4, establishing a geothermal water extraction system and extracting the geothermal

water: arranging a drilling chamber in the roadway or the chamber of the previous working

face of the current working face, and excavating geothermal wells to the geothermal water

gathering area and the geothermal reservoir correspondingly; arranging a geothermal water

extraction pipeline to the geothermal water gathering area, and arranging a tail water

reinjection pipeline to the geothermal reservoir through the geothermal wells, wherein a set

distance is formed between the ends of the geothermal water extraction pipeline and the tail

water reinjection pipeline; connecting the geothermal water extraction pipeline with a heat

supply side water inlet pipe of the heat energy exchange equipment of the heat energy

exchange station, and thus extracting the geothermal water in the geothermal reservoir to the

heat energy exchange equipment; connecting the tail water reinjection pipeline with a heat

supply side water outlet pipe of the heat energy exchange equipment, and reinjecting the geothermal water after heat exchange into the geothermal reservoir; drilling holes from the ground to the heat energy exchange station, arranging a heat energy transmission pipeline and a water return pipeline in the holes, connecting the water return pipeline with a heat exchange side water inlet pipe of the heat energy exchange equipment, connecting a heat exchange side water outlet pipe of the heat energy exchange equipment with the heat energy transmission pipeline, and transmitting geothermal energy to the ground from the heat energy exchange station through the heat energy transmission pipeline after being subjected to heat exchange by the heat energy exchange equipment; and meanwhile, continuously conducting coal mining operation at the working face, transporting the coal through the main transportation roadway, then lifting the coal to the ground through the main shaft, and thus achieving coal-geothermal energy cooperative exploitation.

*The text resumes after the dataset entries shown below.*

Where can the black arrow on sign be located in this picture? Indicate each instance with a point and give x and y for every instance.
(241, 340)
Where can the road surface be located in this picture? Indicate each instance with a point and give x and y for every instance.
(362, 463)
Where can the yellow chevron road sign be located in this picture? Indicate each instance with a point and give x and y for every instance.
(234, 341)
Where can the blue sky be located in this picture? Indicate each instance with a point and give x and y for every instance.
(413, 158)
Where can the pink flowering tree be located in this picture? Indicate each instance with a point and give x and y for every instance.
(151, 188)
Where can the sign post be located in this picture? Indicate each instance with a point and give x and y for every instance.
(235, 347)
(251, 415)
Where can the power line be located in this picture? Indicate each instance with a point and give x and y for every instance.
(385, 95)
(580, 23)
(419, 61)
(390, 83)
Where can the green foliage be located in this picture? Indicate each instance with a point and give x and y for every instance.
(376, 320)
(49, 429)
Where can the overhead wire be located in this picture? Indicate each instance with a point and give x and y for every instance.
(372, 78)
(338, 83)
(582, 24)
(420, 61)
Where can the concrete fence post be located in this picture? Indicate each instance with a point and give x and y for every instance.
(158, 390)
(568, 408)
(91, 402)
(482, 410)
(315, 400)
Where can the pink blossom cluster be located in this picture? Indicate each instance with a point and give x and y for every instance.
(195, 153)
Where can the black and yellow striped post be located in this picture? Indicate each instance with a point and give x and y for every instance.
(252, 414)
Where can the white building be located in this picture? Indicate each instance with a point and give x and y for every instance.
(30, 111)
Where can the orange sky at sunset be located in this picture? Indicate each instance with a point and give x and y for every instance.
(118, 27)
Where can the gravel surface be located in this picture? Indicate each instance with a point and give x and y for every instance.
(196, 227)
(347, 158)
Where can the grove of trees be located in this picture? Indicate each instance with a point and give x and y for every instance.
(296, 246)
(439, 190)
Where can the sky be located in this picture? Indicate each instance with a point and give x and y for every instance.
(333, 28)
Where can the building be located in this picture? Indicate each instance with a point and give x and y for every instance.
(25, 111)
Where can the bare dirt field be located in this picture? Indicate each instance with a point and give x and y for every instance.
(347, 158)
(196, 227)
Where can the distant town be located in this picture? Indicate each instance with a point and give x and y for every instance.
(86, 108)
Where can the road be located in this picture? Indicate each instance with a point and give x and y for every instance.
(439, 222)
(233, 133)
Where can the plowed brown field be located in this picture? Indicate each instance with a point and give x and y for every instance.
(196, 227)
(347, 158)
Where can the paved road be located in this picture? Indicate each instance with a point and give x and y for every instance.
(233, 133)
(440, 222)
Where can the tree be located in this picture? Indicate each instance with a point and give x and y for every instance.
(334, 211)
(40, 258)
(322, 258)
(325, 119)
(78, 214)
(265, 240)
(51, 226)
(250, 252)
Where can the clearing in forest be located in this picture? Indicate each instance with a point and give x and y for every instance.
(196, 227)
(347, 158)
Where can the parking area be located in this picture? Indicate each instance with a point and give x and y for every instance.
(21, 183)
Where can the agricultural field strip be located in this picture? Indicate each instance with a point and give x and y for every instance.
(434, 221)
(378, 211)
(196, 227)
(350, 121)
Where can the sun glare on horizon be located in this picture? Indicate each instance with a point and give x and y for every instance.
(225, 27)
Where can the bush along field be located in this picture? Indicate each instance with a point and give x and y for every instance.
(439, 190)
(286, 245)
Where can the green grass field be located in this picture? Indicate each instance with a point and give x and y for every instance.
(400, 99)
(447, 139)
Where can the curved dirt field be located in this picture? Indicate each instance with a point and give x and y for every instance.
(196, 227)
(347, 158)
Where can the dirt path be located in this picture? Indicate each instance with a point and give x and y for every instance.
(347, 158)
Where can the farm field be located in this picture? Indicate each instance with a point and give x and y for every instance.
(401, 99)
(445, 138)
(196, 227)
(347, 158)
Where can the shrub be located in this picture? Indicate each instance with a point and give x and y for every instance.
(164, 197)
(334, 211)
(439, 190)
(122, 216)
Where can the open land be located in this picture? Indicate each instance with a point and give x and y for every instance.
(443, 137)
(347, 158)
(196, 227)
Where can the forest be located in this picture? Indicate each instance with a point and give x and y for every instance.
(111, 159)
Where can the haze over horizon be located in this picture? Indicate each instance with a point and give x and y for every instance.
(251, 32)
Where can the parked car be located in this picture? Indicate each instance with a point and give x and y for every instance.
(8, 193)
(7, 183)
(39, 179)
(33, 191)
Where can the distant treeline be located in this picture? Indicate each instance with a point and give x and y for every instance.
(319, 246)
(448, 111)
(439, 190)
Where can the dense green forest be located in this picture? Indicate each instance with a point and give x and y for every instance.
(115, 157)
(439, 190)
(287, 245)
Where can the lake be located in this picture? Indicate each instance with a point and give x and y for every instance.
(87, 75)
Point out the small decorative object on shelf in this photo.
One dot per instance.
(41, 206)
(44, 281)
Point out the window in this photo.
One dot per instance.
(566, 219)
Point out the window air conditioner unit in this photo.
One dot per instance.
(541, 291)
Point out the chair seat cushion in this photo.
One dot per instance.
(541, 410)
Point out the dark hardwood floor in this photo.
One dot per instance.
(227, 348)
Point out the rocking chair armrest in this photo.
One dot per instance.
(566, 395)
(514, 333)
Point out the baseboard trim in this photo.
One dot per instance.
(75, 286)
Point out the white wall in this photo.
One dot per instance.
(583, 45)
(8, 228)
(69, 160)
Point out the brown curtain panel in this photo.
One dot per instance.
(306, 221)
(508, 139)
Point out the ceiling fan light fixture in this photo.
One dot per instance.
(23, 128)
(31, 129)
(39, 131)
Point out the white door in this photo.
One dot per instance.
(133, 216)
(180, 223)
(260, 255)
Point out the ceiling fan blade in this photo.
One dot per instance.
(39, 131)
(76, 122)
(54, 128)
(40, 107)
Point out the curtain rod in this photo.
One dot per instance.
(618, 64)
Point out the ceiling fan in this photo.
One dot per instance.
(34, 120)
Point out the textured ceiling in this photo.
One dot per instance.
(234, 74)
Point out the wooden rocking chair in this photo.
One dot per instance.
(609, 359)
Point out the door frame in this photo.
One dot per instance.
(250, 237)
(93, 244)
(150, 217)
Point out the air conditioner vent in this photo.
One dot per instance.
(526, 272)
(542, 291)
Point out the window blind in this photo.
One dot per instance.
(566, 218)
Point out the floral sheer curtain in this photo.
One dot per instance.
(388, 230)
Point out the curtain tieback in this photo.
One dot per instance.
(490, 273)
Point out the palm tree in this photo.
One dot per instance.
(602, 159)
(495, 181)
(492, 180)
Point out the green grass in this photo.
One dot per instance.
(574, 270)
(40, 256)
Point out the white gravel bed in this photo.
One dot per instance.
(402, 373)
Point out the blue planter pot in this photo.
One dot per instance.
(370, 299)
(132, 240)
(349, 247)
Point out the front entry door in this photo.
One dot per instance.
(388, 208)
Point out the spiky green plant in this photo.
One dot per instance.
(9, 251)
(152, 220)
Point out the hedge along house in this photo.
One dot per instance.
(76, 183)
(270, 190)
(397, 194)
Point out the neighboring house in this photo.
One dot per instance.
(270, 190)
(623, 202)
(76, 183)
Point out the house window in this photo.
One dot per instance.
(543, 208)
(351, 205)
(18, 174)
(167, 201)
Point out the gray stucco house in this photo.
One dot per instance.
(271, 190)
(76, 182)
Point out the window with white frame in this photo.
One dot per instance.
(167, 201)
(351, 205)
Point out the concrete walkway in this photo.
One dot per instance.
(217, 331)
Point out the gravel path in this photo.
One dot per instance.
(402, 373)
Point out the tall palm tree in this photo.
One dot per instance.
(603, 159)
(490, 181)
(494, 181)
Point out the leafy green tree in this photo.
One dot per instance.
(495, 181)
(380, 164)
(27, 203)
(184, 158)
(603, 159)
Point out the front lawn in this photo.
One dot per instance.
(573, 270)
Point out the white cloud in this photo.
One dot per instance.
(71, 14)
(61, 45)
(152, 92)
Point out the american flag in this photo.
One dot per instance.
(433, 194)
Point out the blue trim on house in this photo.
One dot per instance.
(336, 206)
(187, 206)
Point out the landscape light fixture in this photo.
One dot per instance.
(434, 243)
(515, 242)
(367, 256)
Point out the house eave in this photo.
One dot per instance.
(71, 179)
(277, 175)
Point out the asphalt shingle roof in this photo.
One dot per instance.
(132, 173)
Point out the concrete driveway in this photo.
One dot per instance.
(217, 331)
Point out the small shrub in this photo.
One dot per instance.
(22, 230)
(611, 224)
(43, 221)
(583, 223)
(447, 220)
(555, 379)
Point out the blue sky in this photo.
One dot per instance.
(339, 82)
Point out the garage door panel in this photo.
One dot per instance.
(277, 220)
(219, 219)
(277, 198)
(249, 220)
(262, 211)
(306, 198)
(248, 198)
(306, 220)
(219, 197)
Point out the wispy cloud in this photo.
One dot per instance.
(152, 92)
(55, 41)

2. The coal-geothermal energy collaborative exploitation method based on the

water-conducting fractured zone of the fault according to claim 1, wherein a geothermal water

level monitoring device, a geothermal water temperature monitoring device, a geothermal water

pressure monitoring device and a geothermal reservoir displacement monitoring device are

arranged in the geothermal reservoir; the water level, the water pressure and the water temperature

of the geothermal reservoir are monitored in real time, and data are synchronously fed back to the

heat energy exchange station and a ground dispatching system, so as to regulate and control

geothermal water extraction strength and tail water reinjection amount in real time; and the

geothermal reservoir displacement monitoring device monitors displacement changes of the

geothermal reservoir, and thus coal mining safety is guaranteed.